I've walked and run around Brackenridge Park enough times that you'd think I'd have seen this by now. Nope!  Never.  It was only when I decided to extend my run a bit by trying a new path that I found this. It's not exactly hidden and the gates to the place are rich, ornate, and smack dab along the side of a busy street.

See it on Google Maps HERE!

I literally stopped in my tracks as I passed the main gate and finally noticed this gem. Where had it been hiding these past months?
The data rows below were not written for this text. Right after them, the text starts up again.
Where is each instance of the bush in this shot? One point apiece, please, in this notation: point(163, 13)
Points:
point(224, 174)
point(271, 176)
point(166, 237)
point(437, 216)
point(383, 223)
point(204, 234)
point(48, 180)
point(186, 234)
There were no signs in front so I didn't yet know what I was looking at.

Most importantly, as there seemed to be no unlocked portal to the street, how do I get in?

 

 

It didn't take me too long to figure out that its only open entrance was from inside Brackenridge Park.  

The amount of coolness near that entrance is another story altogether. Once inside, I didn't see the placard explaining things until I had already explored most of the place.  

I wandered around ignorant of the true beginnings of this place and its artifacts and my mind reeled at the potential origins of these incredible artifacts.

Statues and towers and benches and tiles and fountains.  A treasure trove!

After finally finding the sign explaining things a bit more, I was determined to go home and do more research into the place and make an in-depth blog post about it.  Not surprisingly, a bit of surfing led me to an incredibly well-written article in The Rivard Report about Mira Flores.

On a small piece of land near the headwaters of the San Antonio River sits a sizeable stone marker, upon which are inscribed the words: “1716 Aqui se celebró la primera misa” – the first mass was celebrated here. This proclamation sits quietly in Miraflores, a former property of Dr. Aureliano Urrutia, an accomplished physician who came to San Antonio from Mexico in 1914.

I encourage you all to click over HERE to read the complete article.  As it's written by descendants of the good Doctor, they have a love for the place that shines through in the writing.

Go for a walk.  Then, walk some more and never stop exploring.  See things, travel, read!  The world is a massive place filled with thousands of colors and flavors, countless languages and dialects, and enough artifacts like these to remind us that we're all specks of dust!